Stimulus-induced changes in the BOLD signal were modeled as a “boxcar” covariate, convolved with a population hemodynamic response function . The percentage signal change associated with a level of visual stimulation (derived from the beta value-modeling BOLD signal change relative to the intercept term) was obtained for each voxel for each scan, and the average signal change across population (RPE65-LCA patients or control individuals) calculated for each voxel in standard space. As was the case for the canine data, the absence of map-wise differences in hemispheric response allowed us to collapse the data from the two hemispheres to create a single, pseudohemisphere. A second analysis evaluated the degree of functional response observed across a range of stimulus intensities. A region of interest was defined in standard space to include all posterior visual areas (both primary and association cortices). For each level of stimulation the tissue volume that demonstrated a strong response to visual stimulation (>2% signal change) was identified.

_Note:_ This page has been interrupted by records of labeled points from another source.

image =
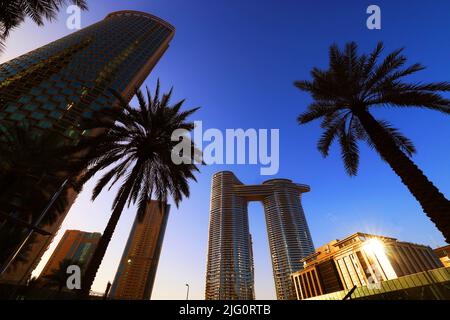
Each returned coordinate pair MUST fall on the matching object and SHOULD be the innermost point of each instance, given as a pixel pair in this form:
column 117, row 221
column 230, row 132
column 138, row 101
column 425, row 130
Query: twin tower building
column 59, row 85
column 230, row 274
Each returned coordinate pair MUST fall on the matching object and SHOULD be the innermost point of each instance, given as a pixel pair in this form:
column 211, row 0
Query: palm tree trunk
column 433, row 202
column 99, row 253
column 105, row 239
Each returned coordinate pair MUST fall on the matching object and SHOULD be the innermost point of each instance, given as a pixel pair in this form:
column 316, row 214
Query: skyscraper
column 58, row 85
column 76, row 246
column 230, row 260
column 137, row 269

RPE65-mutant dogs have severe impairment of retinal and subcortical responses (Figure 1). BOLD fMRI data, acquired through the eye  showed no significant response to light stimulation (Figure 1B). ERG response thresholds were elevated by 3–4 log units (Figure 1C), and the normal reflexive contraction of the pupil in response to light was nearly absent (Figure 1D). Retinal gene therapy improved the three measures (Figure 1B–1D). BOLD fMRI signal showed retinal responses to light after treatment. ERG thresholds returned to near normal levels and waveforms increased in amplitude (consistent with a focal area of retina undergoing treatment [2,13]). Pupillary responses to light also recovered following treatment, indicating that brainstem visual pathways can function following retinal gene therapy. To determine whether successful retinal treatment was associated with a recovery of cortical visual responses despite prolonged visual deprivation, we next obtained BOLD fMRI data in wild-type dogs and then RPE65-mutant dogs with and without treatment.

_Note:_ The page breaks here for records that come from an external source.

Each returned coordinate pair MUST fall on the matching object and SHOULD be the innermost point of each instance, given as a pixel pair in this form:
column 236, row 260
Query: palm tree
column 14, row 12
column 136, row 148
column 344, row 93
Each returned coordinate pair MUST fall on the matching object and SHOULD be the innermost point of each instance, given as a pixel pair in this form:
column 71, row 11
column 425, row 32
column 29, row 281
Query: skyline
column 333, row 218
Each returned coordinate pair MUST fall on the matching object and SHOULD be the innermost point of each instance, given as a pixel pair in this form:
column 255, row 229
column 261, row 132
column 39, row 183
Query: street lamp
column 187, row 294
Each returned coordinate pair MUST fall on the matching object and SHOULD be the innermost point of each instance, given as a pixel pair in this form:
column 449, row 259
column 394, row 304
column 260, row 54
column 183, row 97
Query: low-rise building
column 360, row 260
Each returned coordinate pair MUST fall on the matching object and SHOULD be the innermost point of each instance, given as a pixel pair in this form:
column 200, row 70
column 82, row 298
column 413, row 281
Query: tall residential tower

Neural responses to light stimulation in wild-type dogs using fMRI under the experimental conditions were first established. FMRI responses to light were observed in normal dogs in posterior cortical areas (Figures 2 and and3).3). The anatomical site of activity included the lateral gyrus (the posterior, midline structure adjacent to the interhemispheric fissure), as well as a smaller response within the more laterally located ectomarginal and suprasylvian areas. These locations of activity are comparable to the visual areas found in the cat [31,32], with the lateral gyrus containing striate and parastriate cortex (areas 17 and 18), and the distinct laterally located cortical response corresponding to extrastriate visual areas that may be specialized for motion perception .
RPE65-mutant dogs prior to treatment showed no significant cortical or subcortical responses to light stimulation using the conventional map-wise threshold along the visual pathway with fMRI. As the integrated luminance of the fMRI stimulus was within an order of magnitude of the flash ERG stimulus that evoked criterion responses in untreated RPE65-mutant dogs (Figure 1C), we asked whether cortical responses were present but too small to detect. Upon lowering statistical thresholds (Figure 2), pretreatment animals showed a weak response eccentrically located within the lateral gyrus; this response was markedly reduced compared to control activation at the same threshold. Group analysis confirmed the presence of minimal but detectable pretreatment responses within the lateral gyrus (Figure 3).
Following successful gene therapy in five animals, significant cortical activation within the lateral gyrus was observed (Figures 2 and and3).3). In two animals, the extent of the recovered response approached that seen in wild-type controls, despite the limited area of retina that underwent treatment. As the retinal treatment targeted the area centralis [1,2,13], cortical magnification may explain this observation. In two treated animals, significant activity was located within the suprasylvian and ectosylvian cortex, which corresponds to extrastriate cortex in control animals. Subtherapeutic treatment (BR239, Table 1) showed no increase in cortical response (unpublished data).
A group analysis of the five treated animals further illustrates these findings (Figure 3; Table 2). While minimal responses were seen within the lateral gyrus prior to treatment, a marked increase in response was seen following treatment. Within the lateral gyrus (corresponding to striate and parastriate cortex), the treated animals had significantly greater responses to light than were seen in the affected animals prior to treatment (Figure 3B; t-test [7 df] = 11.1; p < 0.001). The group analysis of treated animals also confirmed increases in the extent of response within the suprasylvian cortex (t = 2.5; p = 0.043) and lateral geniculate nucleus (LGN) (t = 3.8; p = 0.007). Analyses conducted upon the average amplitude of response within each region, as opposed to spatial extent, yielded similar results (greater response for treated compared to untreated RPE65 dogs: lateral gyrus t = 5.0, p = 0.002; suprasylvian t = 2.3, p = 0.056; LGN t = 2.4, p = 0.046).
Normal animals showed somewhat greater amplitude and extent of neural responses compared to treated animals (Table 2). The amplitude of response within the lateral gyrus and LGN was significantly greater in control as compared to treated animals in a map-wise fixed effects analysis (unpublished data). There was a trend toward a greater extent of cortical response within the suprasylvian area in the normal animals in the random-effects analysis (Table 2).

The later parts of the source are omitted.